Convicted Alabama death row inmate Christopher Price was granted a last-minute stay of execution on Thursday night, although hours later the Supreme Court ruled that the execution could proceed. By that time, however, the legal paperwork allowing his execution had expired, according to The Birmingham News, meaning that his execution would need to be rescheduled.
Price was set to be put to death by lethal injection on Thursday night. However, his case was being heard by the Supreme Court even as executioners were preparing the chamber for him. As they waited for the Supreme Court to deliberate, the death warrant allowing his execution expired.
Hours later, as The New York Times reports, a “bitterly divided” Supreme Court ruled in a 5-4 decision that his execution could go through. That means that Price will be put to death at some point in the future, although Alabama’s Department of Corrections will have to reschedule his execution and obtain another death warrant.
Price’s defense team had argued that the method that the state intended to use to put him to death, lethal injection, could cause him to suffer horribly. He had instead opted to be put to death by nitrogen suffocation, which is comparatively painless and is allowed by Alabama law.
In the court’s majority opinion, the justices cited technicalities, paperwork errors, and missed deadlines in denying Price’s stay of execution.
However, in his dissenting opinion, Justice Stephen Breyer wrote that questions remain over whether or not execution by lethal injection, which has demonstrably resulted in some condemned suffering horribly in their final moments, contradicts the Constitution’s protections against cruel and unusual punishment.
“What is at stake in this case. is the right of a condemned inmate not to be subjected to cruel and unusual punishment in violation of the Eighth Amendment.”
Price’s case, and the sharply-divided Supreme Court’s opinion on it, is emblematic of a larger divide within the nation’s top court when it comes to capital punishment.

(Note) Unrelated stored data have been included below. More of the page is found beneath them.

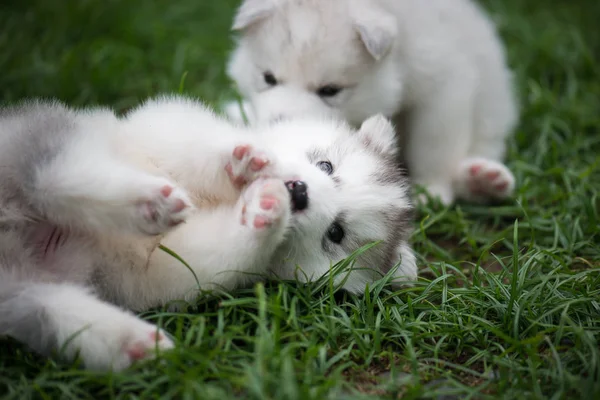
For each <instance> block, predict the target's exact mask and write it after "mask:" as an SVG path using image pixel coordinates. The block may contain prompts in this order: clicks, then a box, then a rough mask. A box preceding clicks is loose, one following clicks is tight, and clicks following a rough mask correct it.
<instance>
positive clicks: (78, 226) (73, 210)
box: [29, 132, 192, 235]
mask: <svg viewBox="0 0 600 400" xmlns="http://www.w3.org/2000/svg"><path fill="white" fill-rule="evenodd" d="M29 197H30V198H32V199H33V203H34V204H35V205H37V206H38V208H39V209H40V211H41V212H42V213H43V214H44V215H45V216H46V217H47V218H48V219H49V220H50V221H52V222H54V223H57V224H59V225H69V226H78V227H83V228H88V229H89V228H91V229H94V230H118V231H121V232H130V233H141V234H146V235H155V234H159V233H162V232H164V231H166V230H168V229H169V228H170V227H172V226H175V225H177V224H179V223H181V222H183V221H184V220H185V218H186V217H187V214H188V212H189V211H190V209H191V208H192V205H191V202H190V200H189V198H188V196H187V194H186V193H185V192H184V191H183V190H182V189H180V188H178V187H177V186H176V185H175V184H174V183H172V182H171V181H169V180H168V179H165V178H161V177H157V176H153V175H151V174H149V173H146V172H144V171H141V170H138V169H136V168H135V167H133V166H130V165H128V164H126V163H124V162H122V161H120V160H118V159H117V158H116V157H115V156H114V155H113V154H112V153H111V151H110V149H109V146H108V143H107V142H106V140H105V139H104V137H103V136H102V135H95V134H94V133H93V132H90V133H87V132H86V134H85V135H79V136H78V137H76V138H75V140H72V141H71V142H69V143H68V144H67V145H66V146H65V147H64V148H63V149H62V150H61V151H60V152H59V153H58V154H57V155H56V156H55V157H54V158H53V159H52V160H51V161H50V162H49V163H48V164H46V165H44V166H42V167H39V168H38V169H37V170H36V171H35V174H34V183H33V185H32V187H31V190H30V192H29Z"/></svg>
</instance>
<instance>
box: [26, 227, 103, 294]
mask: <svg viewBox="0 0 600 400" xmlns="http://www.w3.org/2000/svg"><path fill="white" fill-rule="evenodd" d="M25 237H26V239H25V240H26V245H27V247H28V248H29V249H30V250H31V254H32V256H33V260H32V261H33V263H34V268H36V269H37V270H38V271H39V273H40V276H45V277H48V278H50V279H51V280H52V281H57V282H75V283H87V282H88V280H89V278H90V276H91V275H92V272H93V268H94V264H95V257H94V254H95V253H97V250H96V247H97V246H96V243H95V240H94V238H93V237H91V236H89V235H86V234H84V233H81V232H75V231H73V230H72V229H69V228H66V227H59V226H56V225H53V224H50V223H47V222H39V223H35V224H33V225H31V226H29V227H28V228H27V229H26V233H25Z"/></svg>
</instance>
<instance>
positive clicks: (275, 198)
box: [260, 197, 279, 210]
mask: <svg viewBox="0 0 600 400" xmlns="http://www.w3.org/2000/svg"><path fill="white" fill-rule="evenodd" d="M278 203H279V202H278V201H277V199H276V198H274V197H263V198H262V199H261V200H260V208H262V209H263V210H270V209H272V208H273V207H275V206H276V205H277V204H278Z"/></svg>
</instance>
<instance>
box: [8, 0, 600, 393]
mask: <svg viewBox="0 0 600 400" xmlns="http://www.w3.org/2000/svg"><path fill="white" fill-rule="evenodd" d="M235 3H236V2H234V1H231V0H227V1H224V0H218V1H216V0H213V1H208V0H205V1H199V0H179V1H164V0H160V1H142V0H127V1H116V0H104V1H100V0H79V1H75V0H71V1H63V2H51V1H46V0H44V1H42V0H38V1H34V0H29V1H25V0H18V1H17V0H12V1H6V0H5V1H3V2H2V4H1V5H0V102H10V101H14V100H17V99H20V98H22V97H26V96H46V97H58V98H60V99H62V100H65V101H68V102H70V103H72V104H109V105H112V106H114V107H116V108H117V109H119V110H125V109H127V108H128V107H131V106H133V105H135V104H137V103H139V101H141V100H142V99H143V98H145V97H146V96H149V95H153V94H156V93H161V92H169V91H170V92H175V91H178V89H179V87H180V84H181V81H182V77H183V76H184V74H187V75H186V76H185V82H184V84H183V85H184V86H183V87H184V92H185V93H189V94H193V95H198V96H201V97H202V98H204V99H205V100H207V101H210V102H211V103H213V104H220V102H221V101H223V100H224V99H226V98H230V97H231V96H232V94H233V91H232V90H231V87H230V84H229V83H228V81H227V79H226V77H225V74H224V72H223V71H224V65H225V61H226V56H227V51H228V50H229V48H230V46H231V43H230V38H229V33H228V25H229V23H230V19H231V16H232V12H233V7H234V6H235V5H236V4H235ZM485 5H486V7H487V8H488V9H489V10H490V11H491V13H492V15H493V16H494V18H495V20H496V21H497V22H498V24H499V27H500V31H501V33H502V36H503V37H504V38H505V40H506V43H507V46H508V52H509V57H510V62H511V65H512V66H513V67H514V69H515V71H516V82H517V84H518V87H519V91H520V99H521V102H522V106H523V111H522V123H521V125H520V126H519V128H518V129H517V131H516V133H515V135H514V137H513V138H512V139H511V141H510V154H509V161H508V162H509V165H510V167H511V169H512V170H513V171H514V172H515V174H516V176H517V179H518V190H517V193H516V195H515V198H514V199H513V200H511V201H509V202H506V203H505V204H503V205H500V206H494V207H479V206H472V205H464V204H459V205H456V206H455V207H452V208H450V209H444V208H442V207H439V206H432V207H423V208H421V209H420V213H419V216H418V220H417V221H416V226H417V231H416V233H415V235H414V244H415V249H416V250H417V252H418V254H419V259H420V264H421V265H422V273H421V274H422V279H421V280H420V282H419V283H418V284H417V285H416V286H415V287H414V288H412V289H406V290H402V291H398V292H391V291H390V289H388V288H387V287H384V285H383V283H384V282H379V283H377V284H375V285H373V287H372V288H371V289H370V291H369V292H368V293H367V295H365V296H362V297H354V296H350V295H348V294H344V293H341V292H335V293H334V290H333V289H332V288H331V287H330V286H329V281H328V280H324V281H322V282H317V283H315V284H313V285H307V286H299V285H293V284H291V283H277V282H275V283H269V284H267V285H266V286H264V287H263V286H260V285H259V286H257V287H255V288H251V289H247V290H241V291H238V292H236V293H234V294H233V295H232V296H220V297H219V298H218V299H213V300H208V299H205V300H200V302H199V303H198V305H197V307H195V308H194V309H189V310H187V311H186V312H182V313H177V314H174V313H166V312H160V311H154V312H149V313H146V314H144V317H145V318H148V319H149V320H153V321H157V322H160V323H161V324H163V325H165V326H166V328H167V329H168V330H169V331H170V332H171V333H173V335H174V336H175V337H176V339H177V341H178V342H179V346H178V347H177V349H176V350H174V351H173V352H172V353H169V354H166V355H165V356H164V357H163V358H162V359H161V360H158V361H155V362H153V361H151V362H147V363H143V364H140V365H138V366H136V367H134V368H133V369H131V370H130V371H127V372H124V373H120V374H97V373H89V372H85V371H83V370H81V369H79V368H77V366H76V365H65V364H60V363H55V362H54V361H51V360H47V359H44V358H40V357H38V356H36V355H34V354H31V353H29V352H28V351H27V350H26V349H25V348H24V347H22V346H20V345H19V344H17V343H15V342H14V341H10V340H3V341H1V342H0V397H1V398H7V399H9V398H10V399H27V398H42V399H55V398H61V399H68V398H84V399H86V398H89V399H99V398H138V397H139V398H158V397H164V398H176V399H193V398H198V399H219V400H224V399H229V398H237V397H240V398H249V399H359V398H365V399H366V398H376V397H380V398H400V397H401V398H403V399H412V398H446V399H447V398H452V397H447V396H457V397H465V396H470V397H474V398H485V397H488V396H489V397H503V398H518V399H526V398H556V399H559V398H569V399H575V398H584V399H593V398H600V350H599V348H600V346H599V343H598V341H599V339H600V240H599V233H598V232H599V231H600V216H599V209H600V198H599V194H600V132H599V127H600V67H599V66H598V59H597V58H598V55H600V34H599V32H600V29H599V28H597V20H598V15H600V3H598V2H597V1H592V0H589V1H584V0H580V1H571V2H567V1H555V2H546V1H542V0H532V1H528V2H525V1H520V0H504V1H502V0H488V1H485ZM444 396H446V397H444Z"/></svg>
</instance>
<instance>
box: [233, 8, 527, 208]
mask: <svg viewBox="0 0 600 400" xmlns="http://www.w3.org/2000/svg"><path fill="white" fill-rule="evenodd" d="M232 29H233V30H234V31H237V32H239V33H240V35H239V36H240V37H239V40H238V41H237V45H236V48H235V49H234V51H233V53H232V55H231V58H230V60H229V63H228V67H227V69H228V74H229V76H230V77H231V78H232V79H233V80H234V81H235V82H236V83H237V86H238V88H239V90H240V92H241V93H242V95H243V96H244V97H245V98H246V99H247V103H245V105H244V109H245V111H246V113H247V114H248V117H249V119H250V121H251V122H253V123H262V122H268V121H271V120H276V119H280V118H283V117H292V116H297V115H303V114H315V115H319V114H334V115H336V116H337V117H339V118H343V119H345V120H347V121H348V122H350V123H352V124H355V125H358V124H360V123H361V122H363V121H364V120H365V119H367V118H368V117H369V116H371V115H373V114H377V113H382V114H383V115H385V116H387V117H389V118H392V117H393V118H395V123H396V126H397V127H398V129H399V130H400V131H402V133H406V135H405V137H403V140H405V145H404V146H402V147H403V153H404V154H403V160H402V161H404V162H405V163H406V165H407V167H408V170H409V172H410V175H411V178H412V179H413V180H414V183H416V184H419V185H422V186H424V187H425V188H426V189H427V190H428V192H429V193H430V194H431V195H432V196H433V197H439V198H440V199H441V201H442V202H443V203H445V204H450V203H452V202H453V201H454V200H455V199H456V198H457V197H458V198H462V199H464V200H467V201H472V202H488V201H491V200H499V199H504V198H506V197H508V196H510V195H511V194H512V192H513V189H514V177H513V175H512V173H511V172H510V171H509V170H508V168H507V167H506V166H505V165H504V164H503V163H502V159H503V158H504V155H505V146H506V145H505V138H506V136H507V135H508V134H509V133H510V132H511V131H512V130H513V129H514V126H515V124H516V122H517V118H518V110H517V105H516V104H515V96H514V94H513V89H512V76H511V75H512V74H511V72H510V71H509V69H508V67H507V65H506V62H505V55H504V49H503V46H502V44H501V41H500V39H499V37H498V35H497V33H496V31H495V27H494V26H493V24H492V22H491V21H490V20H489V19H488V18H487V17H486V16H485V14H484V13H483V12H482V10H481V9H480V8H479V7H478V6H476V4H474V3H473V2H472V1H471V0H428V1H422V0H327V1H321V0H244V1H243V2H242V4H241V6H240V7H239V9H238V11H237V14H236V15H235V19H234V21H233V26H232ZM236 106H237V105H236V104H231V103H230V104H229V105H228V106H227V108H226V110H227V112H228V113H229V114H230V115H231V116H232V117H234V118H239V116H240V115H241V114H240V112H239V110H237V108H236Z"/></svg>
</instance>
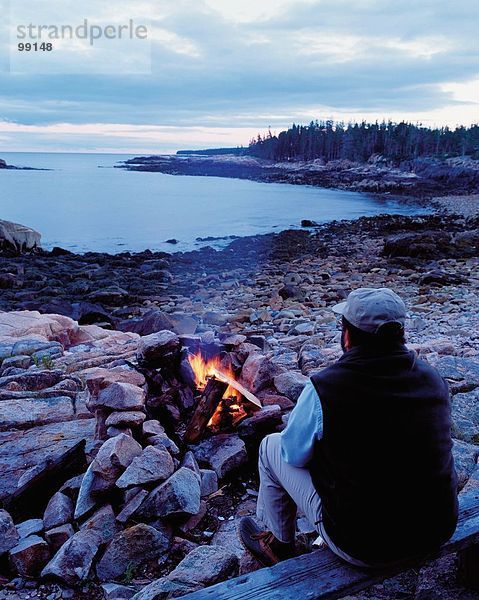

Over the past century, the court has issued conflicting rulings on capital punishment and the means by which it can be carried out, with those rulings largely reflecting the culture and beliefs of the day. For example, in 1879 and 1880 cases, the court ruled that the firing squad and death by electrocution, respectively, were constitutional. Later capital punishment-related Supreme Court rulings dealt with such things as burden of proof and various technicalities. A landmark 1972 ruling, Furman v. Georgia, effectively banned capital punishment in the U.S. on constitutional grounds; later rulings re-instated the death penalty in the U.S.